Liou Yi-Fan, Huang Hui-Ling, Ho Shinn-Ying
Institute of Bioinformatics and Systems Biology, National Chiao Tung University, Hsinchu, Taiwan.
Department of Biological Science and Technology, National Chiao Tung University, Hsinchu, Taiwan.
BMC Bioinformatics. 2016 Dec 22;17(Suppl 19):503. doi: 10.1186/s12859-016-1368-z.
Most of hydrophilic and hydrophobic residues are thought to be exposed and buried in proteins, respectively. In contrast to the majority of the existing studies on protein folding characteristics using protein structures, in this study, our aim was to design predictors for estimating relative solvent accessibility (RSA) of amino acid residues to discover protein folding characteristics from sequences.
The proposed 20 real-value RSA predictors were designed on the basis of the support vector regression method with a set of informative physicochemical properties (PCPs) obtained by means of an optimal feature selection algorithm. Then, molecular dynamics simulations were performed for validating the knowledge discovered by analysis of the selected PCPs.
The RSA predictors had the mean absolute error of 14.11% and a correlation coefficient of 0.69, better than the existing predictors. The hydrophilic-residue predictors preferred PCPs of buried amino acid residues to PCPs of exposed ones as prediction features. A hydrophobic spine composed of exposed hydrophobic residues of an α-helix was discovered by analyzing the PCPs of RSA predictors corresponding to hydrophobic residues. For example, the results of a molecular dynamics simulation of wild-type sequences and their mutants showed that proteins 1MOF and 2WRP_H16I (Protein Data Bank IDs), which have a perfectly hydrophobic spine, have more stable structures than 1MOF_I54D and 2WRP do (which do not have a perfectly hydrophobic spine).
We identified informative PCPs to design high-performance RSA predictors and to analyze these PCPs for identification of novel protein folding characteristics. A hydrophobic spine in a protein can help to stabilize exposed α-helices.
大多数亲水性和疏水性残基分别被认为是暴露在蛋白质表面和埋藏在蛋白质内部的。

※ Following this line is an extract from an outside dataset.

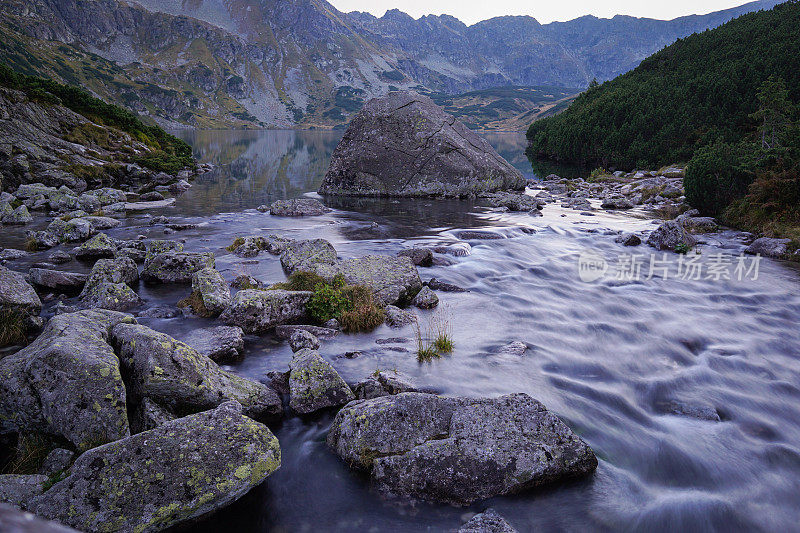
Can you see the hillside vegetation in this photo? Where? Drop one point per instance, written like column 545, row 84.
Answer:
column 725, row 101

与大多数利用蛋白质结构研究蛋白质折叠特征的现有研究不同,在本研究中,我们的目标是设计预测器来估计氨基酸残基的相对溶剂可及性(RSA),以便从序列中发现蛋白质折叠特征。
基于支持向量回归方法,利用通过最优特征选择算法获得的一组信息丰富的物理化学性质(PCP),设计了所提出的20个实值RSA预测器。然后,进行分子动力学模拟以验证通过对所选PCP的分析发现的知识。
RSA预测器的平均绝对误差为14.11%,相关系数为0.69,优于现有预测器。亲水性残基预测器更倾向于将埋藏氨基酸残基的PCP作为预测特征,而不是暴露氨基酸残基的PCP。通过分析与疏水性残基对应的RSA预测器的PCP,发现了由α螺旋的暴露疏水性残基组成的疏水脊柱。例如,野生型序列及其突变体的分子动力学模拟结果表明,具有完美疏水脊柱的蛋白质1MOF和2WRP_H16I(蛋白质数据库ID)比1MOF_I54D和2WRP(不具有完美疏水脊柱)具有更稳定的结构。
我们确定了信息丰富的PCP,以设计高性能的RSA预测器,并分析这些PCP以识别新的蛋白质折叠特征。蛋白质中的疏水脊柱有助于稳定暴露的α螺旋。